Nu Wexler, who are the FBI and CIA officials who work for Wal-Mart?
NU WEXLER: Well, I mean, the head of Wal-Mart’s corporate security operation is a man by the name of Ken Senser, who ran internal investigations at the CIA for over ten years. There are other former FBI and CIA agents that they’ve hired up. You know, I mean, it’s sort of — at the time the first New York Times eavesdropping scandal broke a couple of months ago, Wal-Mart said, "Oh, this is one rogue employee, operating on his own, using his own personal equipment," and I think that smelled funny to a lot of reporters and certainly to us, as well.
You know, the equipment that was required to do this was very expensive. Some estimates peg the cost at about a half a million dollars, and some security experts said that it just wasn’t possible for somebody to be doing this just on their own. Hobbyists don’t do that. They don’t go out and pull text messages and phone conversations off of cell phones out of the air just for fun. And what the Journal story reveals is that it was part of a much larger operation, that now a US attorney in Arkansas is actually looking into to try to figure out what exactly they were doing and whether it was legal for Wal-Mart to eavesdrop on private citizens.

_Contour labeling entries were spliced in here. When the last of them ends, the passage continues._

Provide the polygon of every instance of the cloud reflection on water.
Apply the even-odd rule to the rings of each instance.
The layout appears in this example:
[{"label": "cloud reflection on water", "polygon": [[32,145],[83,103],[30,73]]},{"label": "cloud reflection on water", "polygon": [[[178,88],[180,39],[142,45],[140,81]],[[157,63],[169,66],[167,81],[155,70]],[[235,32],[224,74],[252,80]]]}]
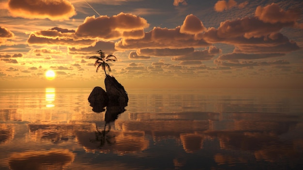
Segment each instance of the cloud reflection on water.
[{"label": "cloud reflection on water", "polygon": [[[48,157],[54,155],[53,150],[62,148],[68,151],[62,150],[65,158],[71,157],[65,155],[69,153],[75,158],[54,164],[70,169],[108,168],[111,164],[105,162],[110,161],[125,169],[241,169],[248,164],[274,168],[278,163],[281,169],[298,167],[303,162],[303,110],[298,97],[278,96],[270,101],[251,93],[249,97],[225,94],[220,98],[218,93],[141,98],[129,92],[126,110],[109,107],[106,115],[106,112],[92,112],[83,99],[89,91],[61,90],[56,92],[52,101],[56,107],[52,109],[43,103],[47,101],[45,91],[41,97],[30,93],[34,97],[27,99],[32,101],[26,102],[22,93],[7,100],[3,99],[10,99],[9,95],[2,98],[2,93],[0,150],[7,157],[0,158],[0,169],[7,168],[10,162],[27,165],[36,158],[29,156],[31,151]],[[17,101],[15,105],[14,101]],[[281,101],[287,104],[281,105]],[[122,113],[110,114],[117,111]],[[111,121],[106,130],[108,126],[111,129],[103,137],[107,119]],[[102,138],[110,142],[100,145],[104,142]],[[21,161],[18,157],[22,153],[30,157]],[[145,162],[147,158],[152,163]],[[83,163],[89,159],[93,161]],[[45,160],[39,160],[43,164]],[[166,164],[157,165],[160,160]]]}]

AMY GOODMAN: Now, Nu Wexler, we weren’t able to reach the group Up Against the Wal, another Wal-Mart critic organization. But this issue of infiltrating the group, what do you know about that? Do you have any evidence of that in your group? And what are you demanding right now?
NU WEXLER: Well, I mean, we don’t have any specific evidence of Wal-Mart infiltrating Wal-Mart Watch. We certainly look, you know, when we’re interviewing potential job applicants or talking to whistleblowers, I mean, are aware of that and certainly trying to be careful, you know, in that respect.
But, you know, one of the things —- we sent Wal-Mart CEO Lee Scott a letter yesterday, asking him whether they had eavesdropped on our organization, whether if we went to Bentonville in subsequent visits, you know, to Arkansas, whether we would be monitored. We’ll probably have a presence at the shareholders meeting in June. We are shareholders. We do have proxy slips for admission. Certainly not with the intent -—
AMY GOODMAN: Where is that meeting?
NU WEXLER: Wal-Mart holds it every year not too far from their corporate headquarters in Bentonville. They hold it in the basketball arena at the University of Arkansas, down the road, in Fayetteville, Arkansas.
AMY GOODMAN: Are you going to sue?
NU WEXLER: We haven’t decided just yet. We’ve sent a letter to Wal-Mart CEO Lee Scott, asking them what other information they’ve collected, and we hope they answer. We hope they let us know.
AMY GOODMAN: Nu Wexler, I want to thank you for joining us, communications director for Wal-Mart Watch, that’s based in Washington, D.C.